LA SCALA
Desdemona seemed to call her name in the cool of the April evening. Otello sang like a murmur of waters. This was a gaudy, gilded theater. Later they passed a waterfall that recalled Sappho drowning, her body turning into a swan as it touched the sea.
THE RIGHT BANK
There were the silver-gilt tea set, the royal Sevres porcelain, the brocade covered chaise, and more. A man two years in Paris already outpaced the aesthetes.
Chopin's rooms were somewhere along the Chaussée d'Antin on the Right Bank. It was newly chic. Now he had hothouse flowers in every room, a silver tray of lemon ices.

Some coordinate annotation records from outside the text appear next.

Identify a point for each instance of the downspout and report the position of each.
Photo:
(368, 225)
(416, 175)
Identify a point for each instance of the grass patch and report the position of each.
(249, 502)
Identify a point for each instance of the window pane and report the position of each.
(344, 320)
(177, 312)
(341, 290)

You're invited to step inside: the small salon with oyster grey wallpaper and white silk hangings; the delicate facade with a chauffeured cabriolet waiting below, and no one asking to take it anywhere.
SOLANGE
Her daughter Solange yawned. She curled a strand of hair around one finger. She taunted the dog. This went on for weeks. One minute she was interrupting the important work of her mother, the next she entered Chopin's room watching him with shining sapphire eyes.
It was the summer she turned thirteen. Her mother was writing in the library; Chopin was entertaining this lazy, bored child, a young dryad escaped from the forest.
THE AENEID
Shelley's cousin who believed himself a scholar visited from Geneva for the winter. He had been in the Indian Army, for which he now received a pension. His translations of Dante were amateurish. Mary became irritated when he read aloud in the library.
For her part, she foresaw the future by opening the Aeneid at random, and applying the lines to her own life. She felt as if on shifting sands, she said.
LONDON
There were the Elgin Marbles to see, the Oriental Library at East India House, opera and theatre boxes. The woman who had travelled to Switzerland rarely went into town.
Her first Mozart opera was in London with Leigh Hunt. He had called her too dark, too serious. She wore a plunging crimson evening gown, cut to reveal her white shoulders.
Soon she was in her library at home: a grand room with sumptuous plum drapes and an unplayed piano, not yet paid for; Shelley reading aloud a line from Plato, Mary translating Cupid and Psyche, their son sitting quietly in a fur hat with gold braid.